Ideally, the Commercial HPC customer should find a solution that can start as small as they need but can also scale as big as is required. Getting the right HPC solution not only enables the organization to start small, it also enables them to move into production with the same technology as they develop and deploy. Also eliminated is the migration to a new system as is the need to retrain personnel.
Scale Large
As the HPC project moves into full-scale production, the organization then faces the opposite problem, making sure the system can scale large enough to continue to meet the capacity demands of the project. Scaling out requires meeting several challenges. First, the system has to integrate new nodes into the cluster successfully, since additional nodes provide the needed capacity and performance.
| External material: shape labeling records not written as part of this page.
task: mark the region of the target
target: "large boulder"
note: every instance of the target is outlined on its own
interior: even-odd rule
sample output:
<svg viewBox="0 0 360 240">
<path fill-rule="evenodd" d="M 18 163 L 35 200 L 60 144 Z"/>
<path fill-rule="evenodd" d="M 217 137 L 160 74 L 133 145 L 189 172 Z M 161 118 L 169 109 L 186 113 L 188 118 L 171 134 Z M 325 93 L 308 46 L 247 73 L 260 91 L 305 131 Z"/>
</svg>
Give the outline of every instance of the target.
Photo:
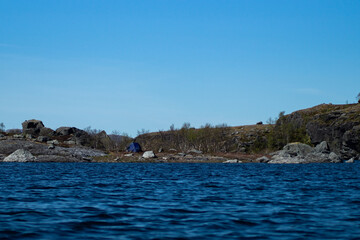
<svg viewBox="0 0 360 240">
<path fill-rule="evenodd" d="M 99 149 L 110 149 L 113 145 L 111 138 L 106 134 L 105 131 L 101 131 L 95 136 L 97 142 L 97 148 Z"/>
<path fill-rule="evenodd" d="M 55 131 L 52 130 L 51 128 L 43 127 L 40 129 L 39 135 L 45 137 L 52 137 L 55 135 Z"/>
<path fill-rule="evenodd" d="M 78 131 L 82 131 L 82 130 L 75 127 L 59 127 L 58 129 L 55 130 L 55 134 L 56 136 L 68 136 Z"/>
<path fill-rule="evenodd" d="M 74 141 L 76 145 L 95 147 L 92 144 L 92 137 L 84 130 L 76 127 L 59 127 L 55 130 L 55 135 L 67 137 L 66 140 Z"/>
<path fill-rule="evenodd" d="M 303 143 L 289 143 L 283 150 L 272 154 L 269 163 L 338 163 L 338 155 L 329 152 L 327 142 L 321 142 L 315 148 Z"/>
<path fill-rule="evenodd" d="M 34 162 L 34 157 L 29 151 L 25 149 L 18 149 L 3 160 L 4 162 Z"/>
<path fill-rule="evenodd" d="M 146 151 L 143 154 L 143 158 L 155 158 L 155 153 L 153 151 Z"/>
<path fill-rule="evenodd" d="M 31 119 L 26 120 L 22 123 L 22 132 L 24 135 L 31 134 L 34 136 L 39 136 L 41 129 L 44 127 L 44 124 L 40 120 Z"/>
</svg>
However, adding another node is not always as straightforward as it should be. Many systems require adding the node manually as well as manually rebalancing data from other nodes to the new node.
The Commercial HPC storage customer should look for an HPC storage system that can grow with them as their needs evolve. It should start small during the initial phases of development but scale large as the environment moves into production. The system should make the process of adding nodes as simple as possible; automatically finding available nodes, adding them to the cluster automatically and automatically rebalancing cluster data without impacting storage performance.
Eventually the nodes a customer adds to the storage cluster change. A properly designed, scale-out HPC storage cluster should meet the organization’s HPC requirements for years. It is vital then that the new system can incorporate new technology from within the existing nodes.
Take Metadata Seriously
Another scaling problem is specific to HPC, managing metadata as the system scales. HPC applications typically access massive amounts of unstructured data sequentially to perform analysis on that data. The organization continues to add more data to the HPC environment to improve accuracy. The growth in the data set consists of thousands, potentially millions, of individual files. These files can range in size from very small to very large.
The HPC storage system not only has to handle a variety of file sizes, it also has to scale metadata processing. If the storage system cannot scale its metadata processing, it may hit a scaling limitation long before it runs into a limitation of the cluster itself. When the storage cluster has a metadata processing problem, the addition of nodes becomes a case of diminishing returns. The computing resources allocated to managing metadata, do not scale as the cluster itself scales.
All the nodes in a cluster should process metadata instead of just a couple of control nodes. Spreading the workload across all the available cluster nodes allows the system to run at high rates of utilization, which improves performance and dramatically lowers costs. The cluster should also store metadata separately from the data itself, which again should improve metadata scaling and performance as well as increasing metadata durability.
StorageSwiss Take
Many vendors claim scale-out capabilities, but most don’t scale in a way that meets the demands of Commercial HPC. They often don’t start small enough to get the project off the ground, or they don’t scale enough to meet the long-term needs of the Commercial HPC project. They also lack the proper metadata management to ensure the storage cluster is working as efficiently as possible. There are HPC systems, like those from Panasas, which can meet the scaling demands of the Commercial HPC environment. They can start small, grow big and grow efficiently through proper metadata management.